Triathlon is a relatively young sport, with the first recorded example of the gruelling event — that requires competitors to swim, bike and run — dating to San Diego in 1974. It has mushroomed in popularity since the sport first featured at the Olympics in Sydney in 2000.

“Football, NFL and tennis have been multibillion-dollar sports for a long time,” said PTO chief Sam Renouf. “Triathlon has really been in the dark ages from a commercial perspective, and that’s really why the PTO was formed.”

The investment by Warner Bros follows a July agreement it struck with the PTO in July to screen the races live.

The importance that broadcasters attach to sports was underlined this week when Google’s YouTube secured the rights to screen some US National Football League matches from next season.

As the competition for mainstream sports intensifies, investors and broadcasters “will expand their horizons beyond the most obvious big-name sports and leagues”, according to law firm Latham & Watkins.

Luxembourg-based private equity firm Divergent Investments led PTO’s fundraising, making its first investment since it was set up last year by former derivatives trader Francis Bento.

PTO is not the only extreme sports company to attract investment this year.
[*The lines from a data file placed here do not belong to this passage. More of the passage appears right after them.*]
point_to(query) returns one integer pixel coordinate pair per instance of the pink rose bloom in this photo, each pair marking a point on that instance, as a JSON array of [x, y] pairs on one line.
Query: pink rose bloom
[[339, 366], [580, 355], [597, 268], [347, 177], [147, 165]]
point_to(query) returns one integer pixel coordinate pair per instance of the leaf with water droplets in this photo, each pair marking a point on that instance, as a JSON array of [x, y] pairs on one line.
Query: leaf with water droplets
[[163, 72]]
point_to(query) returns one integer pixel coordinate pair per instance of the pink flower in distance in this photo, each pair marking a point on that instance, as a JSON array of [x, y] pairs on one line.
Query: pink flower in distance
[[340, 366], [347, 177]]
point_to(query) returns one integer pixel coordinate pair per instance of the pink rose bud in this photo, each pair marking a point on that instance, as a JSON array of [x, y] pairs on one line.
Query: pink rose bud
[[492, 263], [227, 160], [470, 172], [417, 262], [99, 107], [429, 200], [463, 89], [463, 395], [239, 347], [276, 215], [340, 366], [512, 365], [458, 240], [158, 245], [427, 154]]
MSP Sports Capital, an investment firm with a stake in the McLaren Racing motorsport group, bought a controlling stake in X Games from Disney’s ESPN in October. The series features events such as biking, skateboarding and snowboarding.

The PTO’s flagship event is the Collins Cup, a $1.5mn prize money race that pits Europe against US and international teams.

The PTO, which estimates that there are 10mn amateurs who have participated in at least one triathlon, says the sport needs to improve the way it reaches audiences through broadcasting and streaming platforms.

“It [triathlon] appeals to the overachieving executive and the professional class, that isn’t a new trend,” said Renouf. “The whole point of the PTO is that although you’ve got this incredibly valuable market that’s global, it’s completely fragmented by this lack of media product.”